As nanowires grow vertically, they can become unruly and lose their full potential as effective semiconductors. Now, a team from Weizmann Institute of Science has found a way to grow semiconducting nanowires out, not up, on a surface, producing long, orderly, aligned structures. And because semiconductors with controlled structures are at the core of the most advanced technologies, this breakthrough could enable the production of semiconductor nanostructures with enhanced electronic and optical properties, suitable for applications including LEDs, lasers, information storage media, transistors, computers, photovoltaics and more.


Illustration of nanowires growing along nanogrooves. (Images: Weizmann Institute of Science)

Using a method that usually produces vertical nanowires with excellent optical and electronic properties, the Weizmann team grew nanowires made of gallium nitride (GaN), which become unruly only once they are harvested and assembled into arrays.
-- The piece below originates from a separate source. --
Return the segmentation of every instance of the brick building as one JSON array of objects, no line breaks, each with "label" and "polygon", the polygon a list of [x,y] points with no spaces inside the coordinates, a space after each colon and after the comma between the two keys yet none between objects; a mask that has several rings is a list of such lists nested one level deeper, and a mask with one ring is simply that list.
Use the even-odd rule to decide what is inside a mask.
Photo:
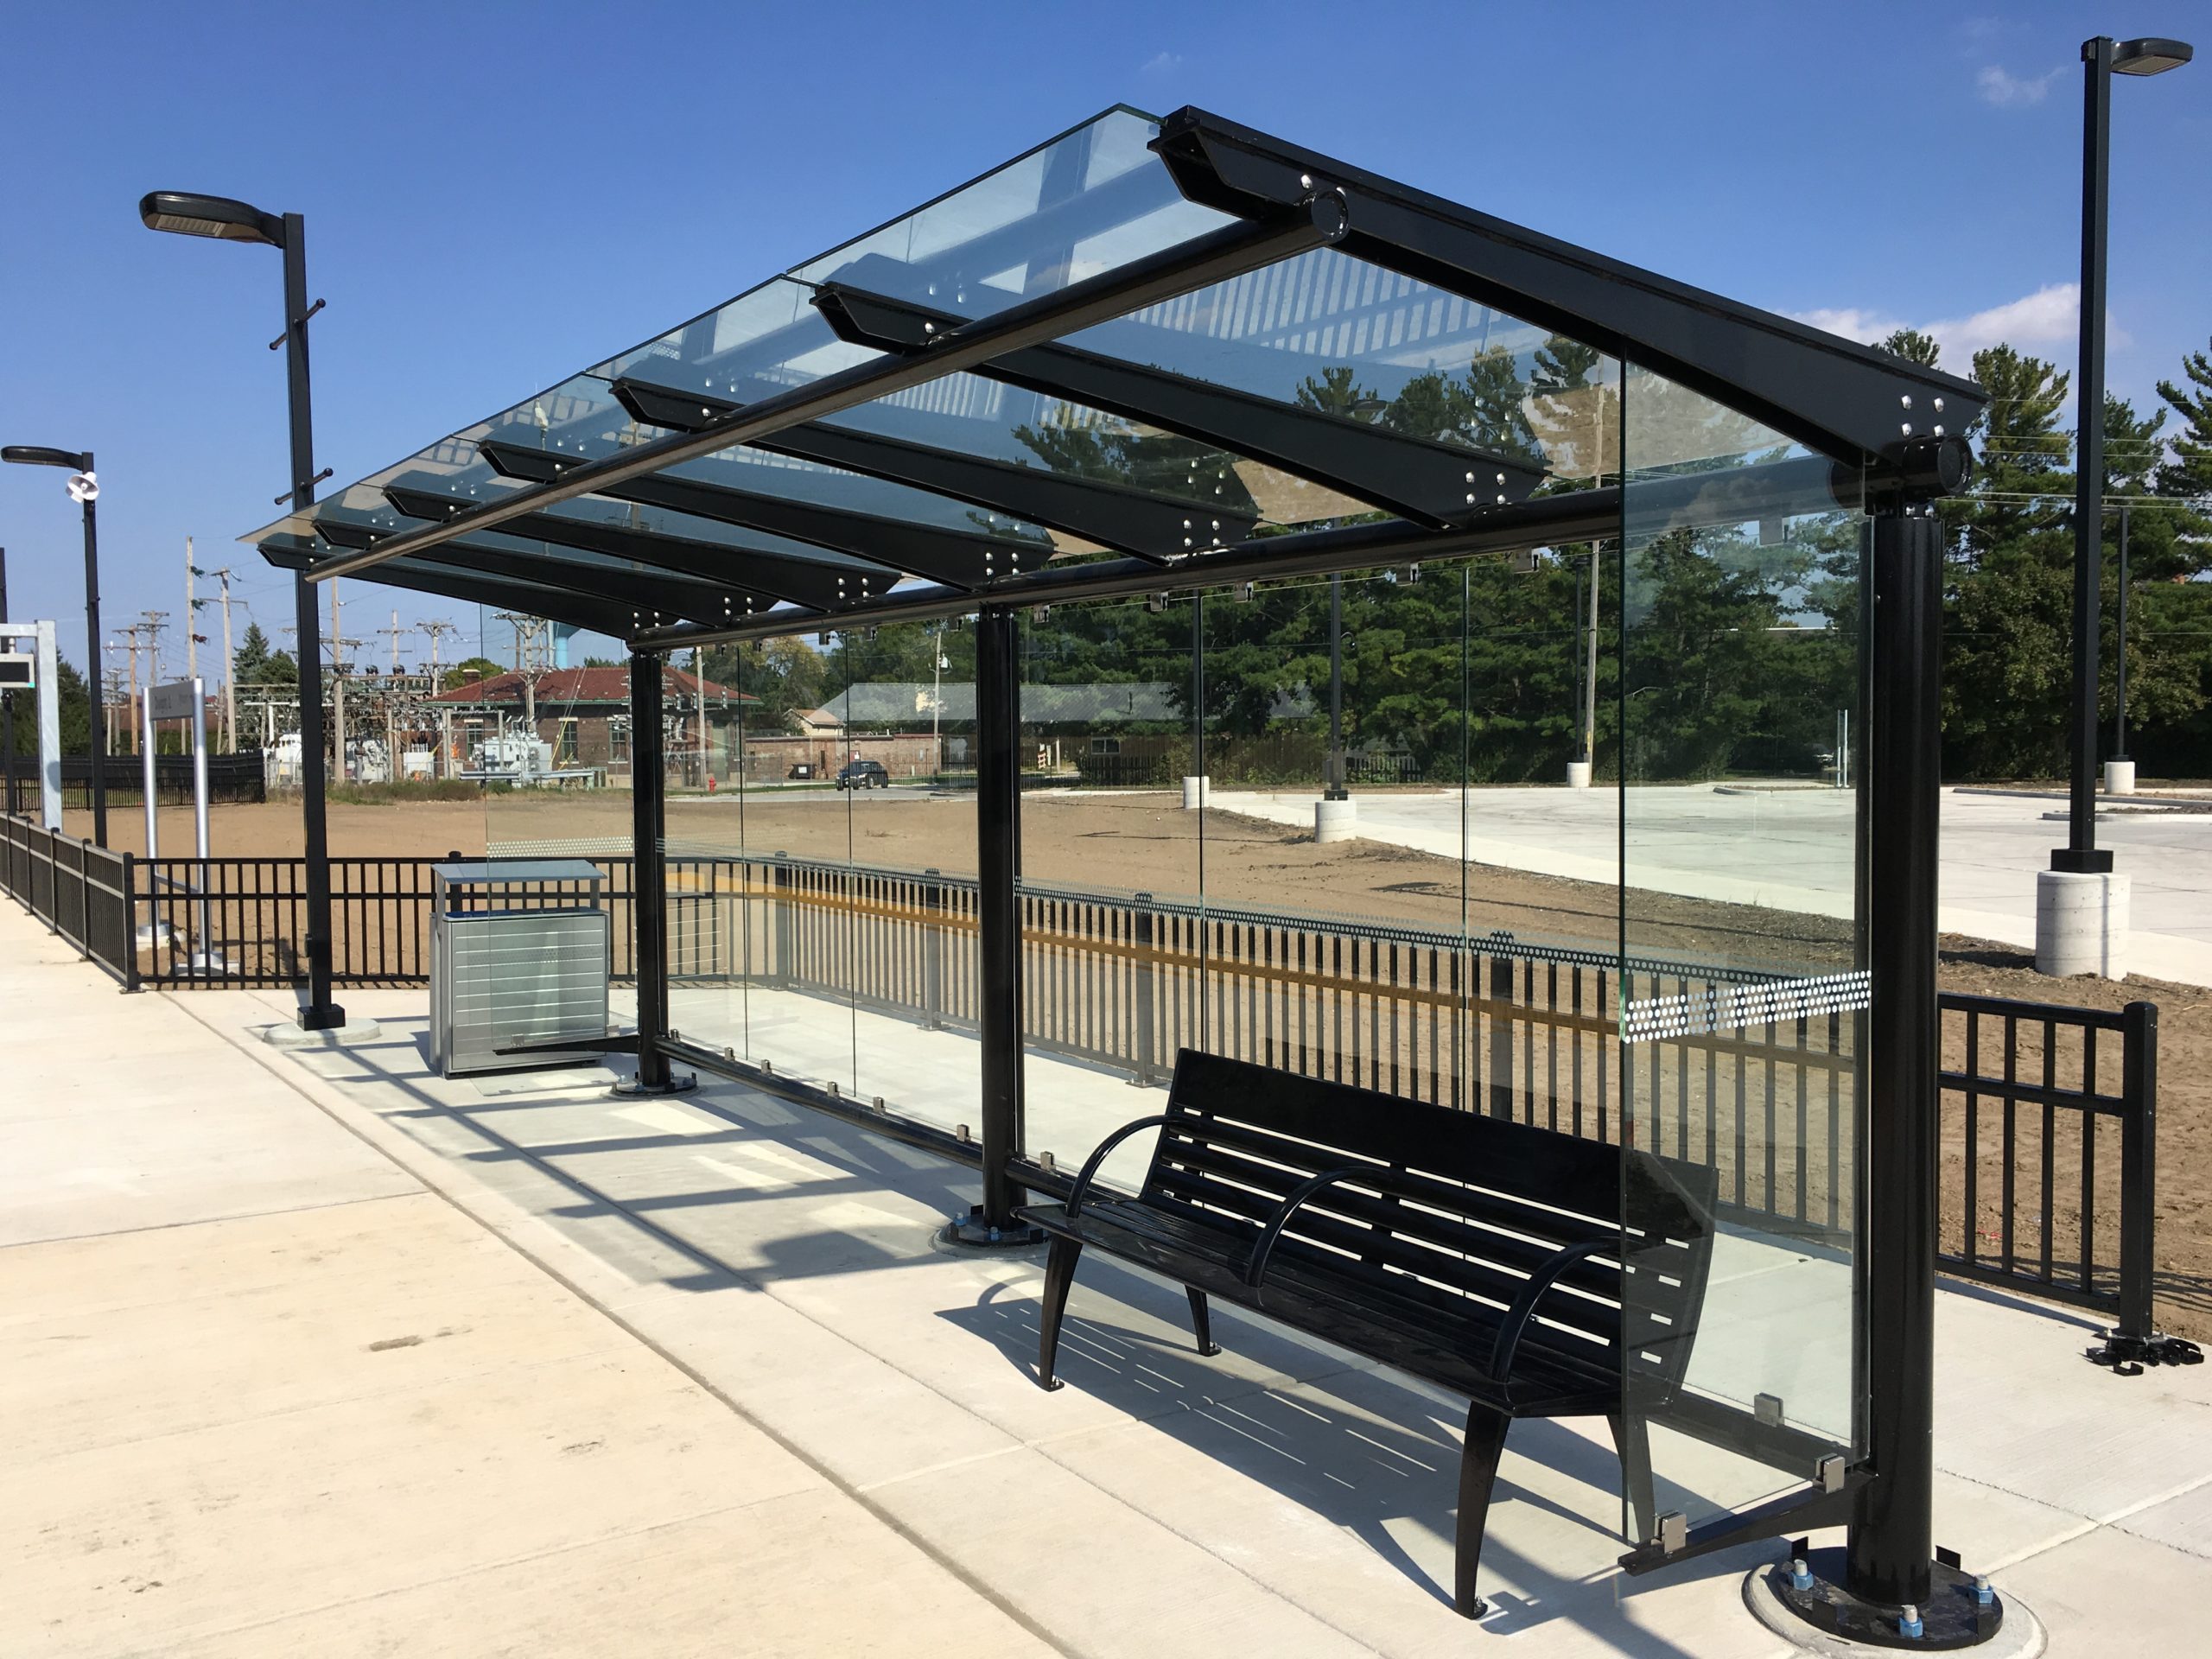
[{"label": "brick building", "polygon": [[[703,683],[702,709],[702,682],[696,677],[681,669],[664,669],[661,683],[668,716],[664,741],[671,770],[680,766],[687,777],[697,770],[703,715],[707,770],[727,775],[736,743],[738,711],[760,699],[708,680]],[[537,739],[552,746],[556,766],[597,766],[612,777],[629,775],[630,670],[626,664],[549,669],[533,676],[528,685],[519,671],[509,669],[504,674],[441,691],[430,702],[439,711],[442,728],[446,728],[441,732],[441,741],[448,746],[447,753],[455,765],[470,764],[486,737],[502,728],[512,735],[534,713]]]}]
To bypass this problem, they used sapphire as a base, but rather than growing the nanowires on a smooth surface, they deliberately cut various surface patterns, such as steps and V-shaped grooves, along different planes of the sapphire crystal.

As a result, the steps and grooves provided a strong guiding effect, coaxing the nanowires to grow horizontally along the edges or within the grooves — producing well-aligned, millimeter-long nanowire arrays.

Although it is still not fully clear how a method that normally produces vertical nanowires works to create horizontal growth, the team managed to combine, in a single step, the synthesis and assembly of well-structured nanowires with unique properties suitable for a wide range of applications, simply by “getting them into the groove.”